Abuse and harmful cloud services: Poor control over cloud usage and resource utilization can quickly overwhelm the bill. Cost governance and regular monitoring and the establishment of financial policy for cloud usage are necessary.
Insufficient network protection: An enterprise that chooses the public cloud must consider that it remains responsible for managing and allocating access. To do this, it can rely on protection mechanisms such as firewalls, network segmentation, and WAF, detailed later in this article.
Cloud: how best to protect yourself?
Secure your entire virtual network infrastructure, its routing, and make the right choice of storage services.
An enterprise that decides to move to the public cloud must rebuild (according to the level of services chosen) its entire network and application infrastructure, system, and storage in a cloud. Even a carefully executed development does not entirely protect against the risks of cyber-attacks. In addition to the security offered by the CSP, solutions exist.
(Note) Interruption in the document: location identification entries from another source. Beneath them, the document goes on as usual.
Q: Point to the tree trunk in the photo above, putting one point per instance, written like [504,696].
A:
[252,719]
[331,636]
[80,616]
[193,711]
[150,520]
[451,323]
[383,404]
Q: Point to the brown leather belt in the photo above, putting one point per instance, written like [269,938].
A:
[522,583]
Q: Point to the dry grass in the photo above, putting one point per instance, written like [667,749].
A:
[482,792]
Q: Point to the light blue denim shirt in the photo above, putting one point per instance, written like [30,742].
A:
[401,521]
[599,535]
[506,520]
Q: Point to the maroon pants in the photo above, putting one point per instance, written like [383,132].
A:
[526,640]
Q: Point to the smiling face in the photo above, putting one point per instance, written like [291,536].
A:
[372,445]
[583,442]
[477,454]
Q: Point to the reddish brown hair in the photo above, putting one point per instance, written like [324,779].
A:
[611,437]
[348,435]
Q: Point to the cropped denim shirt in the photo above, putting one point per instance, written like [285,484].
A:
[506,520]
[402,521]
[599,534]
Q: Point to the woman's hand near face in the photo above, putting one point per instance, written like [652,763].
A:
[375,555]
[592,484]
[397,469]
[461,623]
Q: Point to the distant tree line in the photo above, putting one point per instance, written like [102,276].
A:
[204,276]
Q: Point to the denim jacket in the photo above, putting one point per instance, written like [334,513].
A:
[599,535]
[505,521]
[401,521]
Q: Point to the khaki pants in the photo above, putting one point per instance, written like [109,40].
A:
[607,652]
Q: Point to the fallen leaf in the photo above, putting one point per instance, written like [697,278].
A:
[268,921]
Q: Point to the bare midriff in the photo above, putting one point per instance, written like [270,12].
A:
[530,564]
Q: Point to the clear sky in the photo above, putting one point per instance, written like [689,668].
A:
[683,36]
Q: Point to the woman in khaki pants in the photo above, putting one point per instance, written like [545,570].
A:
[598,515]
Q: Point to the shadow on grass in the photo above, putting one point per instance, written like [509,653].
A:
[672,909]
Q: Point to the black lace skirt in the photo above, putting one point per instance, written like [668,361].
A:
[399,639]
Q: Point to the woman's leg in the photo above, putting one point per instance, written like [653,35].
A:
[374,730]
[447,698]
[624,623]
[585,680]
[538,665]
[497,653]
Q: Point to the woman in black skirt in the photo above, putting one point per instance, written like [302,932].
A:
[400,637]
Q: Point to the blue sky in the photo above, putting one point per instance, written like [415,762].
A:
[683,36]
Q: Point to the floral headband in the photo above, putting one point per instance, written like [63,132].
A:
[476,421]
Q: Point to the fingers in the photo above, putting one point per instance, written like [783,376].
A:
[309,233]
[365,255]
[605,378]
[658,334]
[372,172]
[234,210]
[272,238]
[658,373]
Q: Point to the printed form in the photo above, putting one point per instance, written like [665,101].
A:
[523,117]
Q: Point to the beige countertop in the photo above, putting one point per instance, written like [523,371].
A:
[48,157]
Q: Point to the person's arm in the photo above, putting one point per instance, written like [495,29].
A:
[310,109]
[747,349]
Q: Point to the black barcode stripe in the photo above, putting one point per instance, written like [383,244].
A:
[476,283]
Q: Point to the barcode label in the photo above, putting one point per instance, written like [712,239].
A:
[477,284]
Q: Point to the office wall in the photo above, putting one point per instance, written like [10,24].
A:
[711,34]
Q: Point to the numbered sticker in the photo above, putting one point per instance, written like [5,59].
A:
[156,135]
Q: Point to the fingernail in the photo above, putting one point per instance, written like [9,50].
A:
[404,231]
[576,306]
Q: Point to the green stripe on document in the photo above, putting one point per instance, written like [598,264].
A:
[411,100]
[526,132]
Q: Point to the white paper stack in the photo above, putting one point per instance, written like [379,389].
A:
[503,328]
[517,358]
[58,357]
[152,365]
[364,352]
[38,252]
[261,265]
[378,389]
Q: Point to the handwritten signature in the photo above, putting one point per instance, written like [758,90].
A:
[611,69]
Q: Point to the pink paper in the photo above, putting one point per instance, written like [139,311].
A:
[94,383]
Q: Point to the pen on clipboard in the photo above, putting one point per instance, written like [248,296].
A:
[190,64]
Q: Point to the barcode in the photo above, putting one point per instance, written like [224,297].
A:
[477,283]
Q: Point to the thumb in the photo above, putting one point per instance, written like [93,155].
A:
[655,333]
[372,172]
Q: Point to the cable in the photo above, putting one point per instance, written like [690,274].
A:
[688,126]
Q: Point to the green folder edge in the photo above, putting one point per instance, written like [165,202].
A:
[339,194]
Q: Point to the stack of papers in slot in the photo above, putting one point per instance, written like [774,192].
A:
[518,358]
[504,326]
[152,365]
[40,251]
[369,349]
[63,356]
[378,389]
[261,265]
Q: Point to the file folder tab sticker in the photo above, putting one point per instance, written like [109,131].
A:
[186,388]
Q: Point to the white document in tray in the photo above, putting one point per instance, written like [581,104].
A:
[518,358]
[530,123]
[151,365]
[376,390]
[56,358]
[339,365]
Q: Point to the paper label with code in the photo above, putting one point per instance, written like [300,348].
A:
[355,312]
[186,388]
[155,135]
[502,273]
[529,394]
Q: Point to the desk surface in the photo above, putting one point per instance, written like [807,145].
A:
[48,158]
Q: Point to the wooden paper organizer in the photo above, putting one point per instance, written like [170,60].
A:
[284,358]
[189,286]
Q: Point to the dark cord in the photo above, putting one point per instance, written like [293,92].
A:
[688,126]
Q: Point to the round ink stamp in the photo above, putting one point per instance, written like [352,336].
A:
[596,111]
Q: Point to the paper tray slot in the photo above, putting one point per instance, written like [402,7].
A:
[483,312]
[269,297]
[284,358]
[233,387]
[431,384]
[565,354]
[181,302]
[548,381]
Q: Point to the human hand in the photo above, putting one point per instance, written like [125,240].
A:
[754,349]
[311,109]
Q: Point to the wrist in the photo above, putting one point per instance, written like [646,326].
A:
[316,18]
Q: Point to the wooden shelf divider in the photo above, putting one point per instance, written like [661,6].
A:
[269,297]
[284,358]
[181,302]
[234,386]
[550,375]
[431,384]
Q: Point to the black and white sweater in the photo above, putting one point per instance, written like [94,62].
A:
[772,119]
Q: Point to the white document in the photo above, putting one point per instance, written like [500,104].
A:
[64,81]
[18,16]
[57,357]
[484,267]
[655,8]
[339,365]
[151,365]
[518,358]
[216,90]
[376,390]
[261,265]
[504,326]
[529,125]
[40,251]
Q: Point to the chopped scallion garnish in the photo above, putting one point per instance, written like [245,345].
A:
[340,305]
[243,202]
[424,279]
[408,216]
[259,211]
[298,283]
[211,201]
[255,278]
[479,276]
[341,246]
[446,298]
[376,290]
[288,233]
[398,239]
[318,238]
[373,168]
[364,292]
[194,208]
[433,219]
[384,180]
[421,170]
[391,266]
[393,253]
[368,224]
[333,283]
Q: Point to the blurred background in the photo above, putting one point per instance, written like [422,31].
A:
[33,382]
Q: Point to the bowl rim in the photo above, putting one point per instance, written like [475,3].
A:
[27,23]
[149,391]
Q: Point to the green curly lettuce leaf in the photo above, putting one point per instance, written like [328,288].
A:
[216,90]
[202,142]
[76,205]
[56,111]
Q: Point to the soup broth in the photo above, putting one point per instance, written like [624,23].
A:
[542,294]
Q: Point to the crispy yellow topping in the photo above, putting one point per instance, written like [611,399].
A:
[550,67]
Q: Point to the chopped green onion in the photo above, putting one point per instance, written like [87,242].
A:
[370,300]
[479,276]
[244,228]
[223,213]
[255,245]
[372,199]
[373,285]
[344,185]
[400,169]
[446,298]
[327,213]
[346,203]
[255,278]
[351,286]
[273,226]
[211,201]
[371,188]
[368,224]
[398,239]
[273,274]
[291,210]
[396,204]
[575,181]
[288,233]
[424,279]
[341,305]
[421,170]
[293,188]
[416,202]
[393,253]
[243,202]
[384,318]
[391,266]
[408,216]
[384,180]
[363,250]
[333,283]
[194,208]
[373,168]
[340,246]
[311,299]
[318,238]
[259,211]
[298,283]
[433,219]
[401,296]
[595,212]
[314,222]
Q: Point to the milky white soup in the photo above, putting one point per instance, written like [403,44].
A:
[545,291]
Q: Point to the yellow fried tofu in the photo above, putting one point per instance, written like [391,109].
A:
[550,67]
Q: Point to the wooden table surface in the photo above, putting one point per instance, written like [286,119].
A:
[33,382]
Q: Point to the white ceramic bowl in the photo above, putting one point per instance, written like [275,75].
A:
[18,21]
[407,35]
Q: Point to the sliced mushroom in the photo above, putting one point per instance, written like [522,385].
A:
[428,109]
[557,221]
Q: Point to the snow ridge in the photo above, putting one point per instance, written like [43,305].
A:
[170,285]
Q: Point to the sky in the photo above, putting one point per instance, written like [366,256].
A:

If firewalls are still essential to secure infrastructure, they will be reinforced by the use of third-party NextGen Firewall solutions and WAF. As their name indicates, Web Application Firewalls are firewalls for web applications. They ensure that web servers are not affected by an attack by analyzing user requests and application responses. WAFs thus protect web applications and services published in clouds.
Manage access and identities
“71.5% of the violations targeting Amazon Web Services (…) concern flaws in identity and access management,” wrote Silicon.fr in 2018. If the idea is not to point precisely at Amazon – all CSPs can encounter the same problems – it highlights the problematic access control in the cloud.
Employee awareness remains key to ensuring a secure cloud access policy. Moreover, access management, mostly after employees leave, must be a priority concern for companies: according to Intermedia, for 89% of companies, employees who have left them still benefit from IT access to connect to it.
CSPs offer native access management mechanisms via the Active Directory  and integrate encryption. These solutions enable authentication, authorizations, SSO (single sign-on), MFA (multi-factor authentication) to secure access to resources and data. However, experience shows that it is better to complement them with third-party software.
Protect your data
DLP: Data Leakage Prevention (DLP) allows files to be marked and provides a confidentiality level. The more sensitive the data is, the more restricted its access will be, according to a scale determined by each company.
CASBs: Cloud Access Security Brokers (CASBs) analyze data flows and scan documents within a cloud. They enable extension of the security policy in the cloud by controlling activities and access.
CWPs: Cloud Workload Protection (CWP) tools check for wrong cloud infrastructure configurations, including data storage spaces. They provide an overview of the actions taken by each administrator.
Note that CASBs and CWPs can detect malware.
What about multi-cloud environments?
All the risks mentioned in this article are multiplied in a multi-cloud environment. The management of settings, access, resources, security, regulatory compliance, and budgets makes everything much more complicated.
As each cloud environment has its own technical and configuration specificities, the diversification of CSPs (Amazon Web Services, Microsoft Azure, Google Cloud Storage…) brings a complexity of the organization, management, control, and visibility of services. To be accompanied by a third party can prove to be of paramount importance.
Despite all the cloud’s merits, security remains essential. Since customers are always responsible for their data, the implementation of management and security policies is necessary to stay compliant with each company’s security objectives (and by the regulations in force). Regardless of its level of maturity in cybersecurity issues, an entity should not hesitate to seek support.